Noch weiter weg sind die Darsteller, denen man auf diesem Theaterpassionsweg begegnet. Elias Eilinghoff und Noah Saavedra bringen im Eingangsbereich knarzend zwei Celli wie aus einem langen Tiefschlaf zum Erwecken. Oben in der "Schönen Aussicht" sieht man durch das Panoramafenster raus auf den Theatervorplatz, wo Lisa Stiegler im langen Glitzerkleid ihren Text aus "Leonce und Lena" in ein Mikro spricht, welches ihre Stimme direkt in den Raum überträgt. Sie wechselt sich ab mit Yodit Tarikwa und Benito Bause, die vom Regen unbeirrt einen fröhlichen Song zum Besten geben. Im Regen stehen auch Myriam Schröder und Johannes Nussbaum, wenn sie am Ende im Schmuckhof ihre Annäherungsszene aus "Die Verlorenen" von Ewald Palmetshofer spielen. Ohne Anfassen natürlich, auch wenn sie sich auf der Bühne nun eigentlich an die Wäsche gehen würden. Aus demselben Stück ist auch die Passage, die Steffen Höld in der verwaisten Resi-Kantine vorträgt. Viele Tische entfernt mit einer Flasche Bier sitzend, erzählt er von der nächtlichen Begegnung eines Autofahrers mit einer konfrontativen Hirschkuh. Ringsum schwere Leere, die Kantinenstühle hochgestellt.

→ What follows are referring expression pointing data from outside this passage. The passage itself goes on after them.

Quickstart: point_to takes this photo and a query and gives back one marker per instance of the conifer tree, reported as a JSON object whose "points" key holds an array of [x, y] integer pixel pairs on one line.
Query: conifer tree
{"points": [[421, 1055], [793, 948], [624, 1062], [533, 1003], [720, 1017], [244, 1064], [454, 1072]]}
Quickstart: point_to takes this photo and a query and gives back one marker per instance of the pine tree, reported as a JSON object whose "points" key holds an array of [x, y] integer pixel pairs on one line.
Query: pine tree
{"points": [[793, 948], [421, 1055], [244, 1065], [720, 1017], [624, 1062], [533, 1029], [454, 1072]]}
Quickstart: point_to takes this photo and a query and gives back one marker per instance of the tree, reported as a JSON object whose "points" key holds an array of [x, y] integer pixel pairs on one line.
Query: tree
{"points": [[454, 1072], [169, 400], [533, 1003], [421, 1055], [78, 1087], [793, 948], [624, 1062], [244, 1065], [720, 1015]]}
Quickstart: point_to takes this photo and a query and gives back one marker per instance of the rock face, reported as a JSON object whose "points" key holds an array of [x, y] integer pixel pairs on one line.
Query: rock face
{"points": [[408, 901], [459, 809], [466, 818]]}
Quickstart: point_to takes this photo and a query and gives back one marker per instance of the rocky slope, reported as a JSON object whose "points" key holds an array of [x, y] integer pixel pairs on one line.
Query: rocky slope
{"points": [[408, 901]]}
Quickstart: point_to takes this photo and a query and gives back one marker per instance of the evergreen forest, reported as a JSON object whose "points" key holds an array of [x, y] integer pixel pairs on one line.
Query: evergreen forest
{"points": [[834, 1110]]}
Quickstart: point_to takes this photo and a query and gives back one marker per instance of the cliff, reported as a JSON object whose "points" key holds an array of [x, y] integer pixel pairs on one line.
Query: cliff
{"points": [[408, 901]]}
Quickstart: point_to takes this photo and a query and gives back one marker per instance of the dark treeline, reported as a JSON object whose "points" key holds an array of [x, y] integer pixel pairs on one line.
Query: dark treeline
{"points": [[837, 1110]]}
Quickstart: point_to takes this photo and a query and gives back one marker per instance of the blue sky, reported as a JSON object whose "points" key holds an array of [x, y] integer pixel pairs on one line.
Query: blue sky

Die beiden Routen führen über enge Treppen, durch Stahltüren und Gänge auch in die Eingeweide des Theaters, auf die Hinter- und Seitenbühne, in den Requisitenfundus, die Transportzone, die Hydraulikwerkstatt. Räume, die darauf warten, wieder in Betrieb genommen zu werden und eine trübe Melancholie verbreiten. Die Schauspieler, auf die man an den einzelnen Stationen trifft, verstärken das Verlustgefühl. Viele von ihnen kennt man noch gar nicht richtig. Andreas Becks Ensemble ist neu am Haus. Dadurch, dass gleich bei Saisonstart auch schon eine Premiere wegbrach, sind manche noch nicht zum Zug gekommen.

Was für eine versaute Spielzeit! Selbst wenn nach dem 15. Juni noch einige Inszenierungen gezeigt werden sollten - dann coronatauglich zurechtgebogen, auf eine Stunde gekürzt und beschränkt auf 50 Zuschauer -, ist das kein großer Trost mehr. Man würde die Schauspieler gerne leidenschaftlich und grundsätzlich feiern. Doch der Applaus, den ein Vierergrüppchen zu spenden imstande ist, klingt kläglich. Und unser Lächeln verbirgt der Mundschutz.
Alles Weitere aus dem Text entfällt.